LV : Certes le président Castillo jouit d’une image d’homme issu du monde paysan, proche du peuple qu’il a souvent défendu en tant que syndicaliste. Mais là aussi, pour bien comprendre, il faut revenir à la Constitution fujimoriste qui a institué un système monocaméral où un seul parlement dispose de prérogatives importantes pour paralyser le pouvoir exécutif. Les lobbys menés par le secteur privé auprès des parlementaires sont d’une « efficacité » redoutable. Le pouvoir au Pérou ne fonctionne dès lors sans encombre que lorsque que le pouvoir exécutif est sur la même longueur d’onde que le pouvoir législatif, autant dire lorsqu’il est à la botte du secteur privé. La corruption est présente partout. L’exécutif, constitué de la présidence et du gouvernement, se retrouve en danger de mise en « échec et mat » permanent par un parlement quasi à la solde des intérêts mercantiles.

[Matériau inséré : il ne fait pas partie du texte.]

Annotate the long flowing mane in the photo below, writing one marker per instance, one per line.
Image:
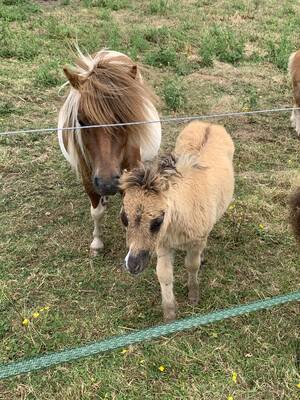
(110, 91)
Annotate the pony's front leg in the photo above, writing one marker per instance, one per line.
(192, 264)
(97, 215)
(164, 270)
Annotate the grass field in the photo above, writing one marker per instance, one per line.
(200, 57)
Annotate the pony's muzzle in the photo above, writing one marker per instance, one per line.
(106, 187)
(136, 263)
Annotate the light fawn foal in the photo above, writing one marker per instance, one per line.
(175, 203)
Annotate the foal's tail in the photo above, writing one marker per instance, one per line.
(294, 70)
(294, 202)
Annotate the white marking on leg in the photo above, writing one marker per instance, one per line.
(97, 214)
(126, 260)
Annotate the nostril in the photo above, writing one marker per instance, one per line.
(97, 181)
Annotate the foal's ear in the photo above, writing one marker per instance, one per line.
(133, 71)
(73, 77)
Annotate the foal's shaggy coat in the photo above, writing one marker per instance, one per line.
(106, 88)
(176, 203)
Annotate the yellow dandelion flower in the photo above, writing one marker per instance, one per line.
(234, 377)
(25, 322)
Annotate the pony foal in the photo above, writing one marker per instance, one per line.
(175, 204)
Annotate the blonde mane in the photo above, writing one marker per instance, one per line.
(110, 90)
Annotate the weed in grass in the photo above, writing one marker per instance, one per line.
(221, 43)
(23, 46)
(48, 74)
(55, 30)
(6, 108)
(137, 41)
(17, 10)
(113, 36)
(158, 7)
(162, 57)
(251, 98)
(113, 5)
(157, 35)
(173, 94)
(185, 67)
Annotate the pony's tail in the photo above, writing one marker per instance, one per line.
(294, 202)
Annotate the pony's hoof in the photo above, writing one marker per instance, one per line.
(169, 315)
(94, 252)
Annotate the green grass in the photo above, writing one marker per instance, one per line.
(200, 57)
(223, 44)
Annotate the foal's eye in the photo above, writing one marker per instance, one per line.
(156, 223)
(124, 218)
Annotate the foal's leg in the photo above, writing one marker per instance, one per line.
(97, 215)
(296, 120)
(192, 263)
(164, 270)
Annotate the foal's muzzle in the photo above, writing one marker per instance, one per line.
(106, 187)
(136, 263)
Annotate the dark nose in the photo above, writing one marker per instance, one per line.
(137, 263)
(106, 187)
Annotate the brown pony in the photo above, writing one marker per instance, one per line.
(106, 88)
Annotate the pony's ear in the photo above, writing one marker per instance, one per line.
(73, 77)
(133, 71)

Il y a eu une tentative de réforme constitutionnelle, dans les années 2018-2020, en vue d’instaurer un système bicaméral et une meilleure répartition des contre-pouvoirs. Cette réforme n’a pas abouti, puisque le chef de l’Etat durant cette période, Martín Vizcarra, qui portait la réforme, a lui-même été destitué pour… corruption. C’est dire à quel point la situation peut paraître inextricable. Quand je dis que le mouvement paysan place certains espoirs dans l’oreille attentive que semble lui prêter l’actuel ministre Andrés Alencastre, il convient tout de suite de nuancer en précisant que les ministres obtenant le cabinet du Développement agraire et de l’irrigation vont et viennent au gré des pressions du parlement pour qu’ils démissionnent. Nous en sommes à notre quatrième ministre en un an. De plus, le Tribunal constitutionnel, dans ses procédures de nominations des juges, est également sous l’emprise des intérêts du secteur privé. C’est dire à quel point nos espoirs seront toujours fragiles tant que des réformes structurelles profondes n’auront pas été réalisées pour améliorer la gouvernance au Pérou.

Pourtant, le mouvement paysan péruvien a obtenu quelques victoires ces dernières années, pouvez-vous nous les rappeler ?

LV : Les mesures prises en faveur de l’agriculture familiale par les autorités péruviennes depuis le début de la pandémie de la Covid 19 peuvent paraitre impressionnantes : 14 lois ont été approuvées, 80 accords ont été signés (1). On peut affirmer que le dynamisme du plaidoyer des organisations paysannes péruviennes durant cette période a été exemplaire. Un des résultats obtenus est la création d’un fonds pour la réactivation de l’agriculture familiale au niveau national. Mais jusqu’à présent à peine 10% des sommes promises pour ce fonds ont été versés. La proposition de recourir aux coopératives rurales d’épargne et de crédit n’a pas été suivie, avec comme conséquence prévisible que les financements ne parviennent pas chez les paysannes et les paysans des régions les plus éloignées. Quelques propositions du mouvement paysan ont été concrétisées : la restructuration du Ministère du Développement agraire et de l’irrigation, la création d’un Vice-ministère de l’Agriculture familiale, la création d’une « Direction de la Femme rurale ». Cette Direction vient d’annoncer, le 23 juin 2022, qu’elle a obtenu un engagement de presque 7 millions d’euros pour subventionner des initiatives économiques d’organisation des femmes paysannes des Andes et de l’Amazonie. Cet engagement est bien entendu assorti de conditions techniques qui demanderont une grande rigueur, mais c’est en soi une avancée considérable pour le monde rural péruvien.

Il faut aussi ajouter que le mouvement agroécologique au Pérou est très dynamique dans ses campagnes de dénonciations des dangers des pesticides industriels importés. Les autorités ont été interpellées pour qu’elles mettent en pratique leur devoir de régulation des ces pesticides en imposant un étiquetage clair sur les emballages des pesticides. Le mouvement agroécologique péruvien va prochainement lancer une nouvelle campagne demandant à l’Etat de retirer ces pesticides dangereux du marché national.

Mais malgré ce dynamisme, malgré ces avancées, le Pérou est toujours en attente d’une grande deuxième réforme agraire promise par le président Castillo au début de son mandat… De ce point de vue, on en revient aux blocages politiques et institutionnels que je viens de vous expliquer.